LogisticRegression and LinearSVC runs extract model coefficients into linear_coefficients.v1.json. All coefficients are in standardized feature space (after StandardScaler), so comparing coefficients across features is meaningful.

For multiclass classification (3+ classes), coefficients are grouped per class with deterministic ordering.

Unified Index

Every run produces interpretability.index.v1.json, which lists all available interpretability artifacts, their schema versions, and paths.
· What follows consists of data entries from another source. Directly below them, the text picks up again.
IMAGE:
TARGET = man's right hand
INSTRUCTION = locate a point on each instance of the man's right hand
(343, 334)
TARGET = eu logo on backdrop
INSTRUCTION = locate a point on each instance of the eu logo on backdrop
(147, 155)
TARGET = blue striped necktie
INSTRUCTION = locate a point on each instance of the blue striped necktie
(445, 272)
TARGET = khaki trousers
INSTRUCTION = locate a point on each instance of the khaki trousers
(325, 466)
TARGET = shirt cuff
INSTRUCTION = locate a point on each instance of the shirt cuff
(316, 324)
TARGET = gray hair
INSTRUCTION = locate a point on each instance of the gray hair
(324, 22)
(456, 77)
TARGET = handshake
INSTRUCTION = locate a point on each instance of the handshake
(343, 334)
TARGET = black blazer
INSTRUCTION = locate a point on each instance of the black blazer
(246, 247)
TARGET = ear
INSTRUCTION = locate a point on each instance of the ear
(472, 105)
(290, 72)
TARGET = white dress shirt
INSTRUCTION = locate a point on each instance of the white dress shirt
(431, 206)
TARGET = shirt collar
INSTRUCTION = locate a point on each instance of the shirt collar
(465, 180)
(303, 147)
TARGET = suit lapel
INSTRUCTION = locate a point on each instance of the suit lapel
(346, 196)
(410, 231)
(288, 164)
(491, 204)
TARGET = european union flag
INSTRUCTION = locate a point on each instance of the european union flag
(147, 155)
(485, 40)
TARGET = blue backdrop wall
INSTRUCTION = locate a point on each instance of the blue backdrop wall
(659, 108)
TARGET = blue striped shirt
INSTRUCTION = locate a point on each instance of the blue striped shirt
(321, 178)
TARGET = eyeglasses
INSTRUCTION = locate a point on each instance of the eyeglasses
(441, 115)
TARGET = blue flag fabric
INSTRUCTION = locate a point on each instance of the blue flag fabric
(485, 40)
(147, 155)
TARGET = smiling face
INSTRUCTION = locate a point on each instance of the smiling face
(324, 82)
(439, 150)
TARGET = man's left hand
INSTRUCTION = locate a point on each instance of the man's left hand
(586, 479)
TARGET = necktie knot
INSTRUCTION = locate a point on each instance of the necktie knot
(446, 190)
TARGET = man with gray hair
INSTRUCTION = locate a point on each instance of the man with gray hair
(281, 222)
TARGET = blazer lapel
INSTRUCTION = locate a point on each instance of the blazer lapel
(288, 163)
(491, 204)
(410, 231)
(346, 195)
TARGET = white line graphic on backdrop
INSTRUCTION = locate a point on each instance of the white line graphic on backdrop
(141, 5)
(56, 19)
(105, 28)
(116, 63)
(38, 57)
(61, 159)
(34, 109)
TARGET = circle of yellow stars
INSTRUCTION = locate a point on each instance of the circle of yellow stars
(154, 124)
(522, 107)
Absent artifacts are omitted (not set to null).

Diagnostics

Structured diagnostics explain run behavior as machine-readable codes:

Code	Description
`MISSING_VALUES_DROPPED`	Rows dropped due to missing values
`LABEL_NOT_FOUND`	Label column not present in dataset
`LABEL_TYPE_INVALID`	Label column has invalid type
`ZERO_ROWS`	Dataset has zero rows after processing
`ZERO_FEATURES`	Dataset has no feature columns
`LABEL_ONLY_DATASET`	Dataset contains only the label column
`FEATURE_IMPORTANCE_UNSUPPORTED_MODEL`	Model doesn’t support native feature importance
`LINEAR_COEFFICIENTS_UNSUPPORTED_MODEL`	Model doesn’t support coefficient extraction

Event Stream

Phase 4 ships a structured event stream (events.schema.v1.json) that Python emits as JSONL on stderr, one event per line. The schema is frozen at v1.0.0 and covers nine event types:

Event	When emitted
`run_start`	Run begins
`dataset_loaded`	CSV parsed and validated
`train_started`	Pipeline fit begins
`train_progress`	Per epoch (Phase 4 cardinality)
`train_finished`	Pipeline fit complete
`metrics_computed`	Validation metrics computed
`artifacts_written`	All artifacts flushed to disk
`cancelling`	SIGTERM received; emits per-second `seconds_remaining` countdown
`run_cancelled`	Graceful cancel cleanup complete

Event emission order is deterministic across re-runs of the same configuration; timestamps naturally vary. Non-JSONL stderr is treated as free-form log lines. The TS Bridge validates each event against the schema and drops malformed events without throwing.

Workspace Trust

Python subprocess spawn (training, version check, GPU probe, dataset inspect, artifact inspect) is gated by VS Code workspace trust. RunForge runs user-controlled Python from a workspace-settable path; the trust guard prevents an untrusted workspace from inducing arbitrary Python execution. Untrusted workspaces receive a structured error pointing to the Manage Workspace Trust UI.

Security and Data Scope

Data touched: workspace CSV files (read-only for training), .ml/ directory (run metadata, model artifacts, metrics). Python subprocess stdout/stderr.

Data NOT touched: no files outside the open workspace, no browser data, no OS credentials.

Permissions: filesystem read/write within workspace only, Python subprocess execution (gated by workspace trust).

No network egress. All operations are local. No telemetry is collected or sent.

For the full trust model, see TRUST_MODEL.md.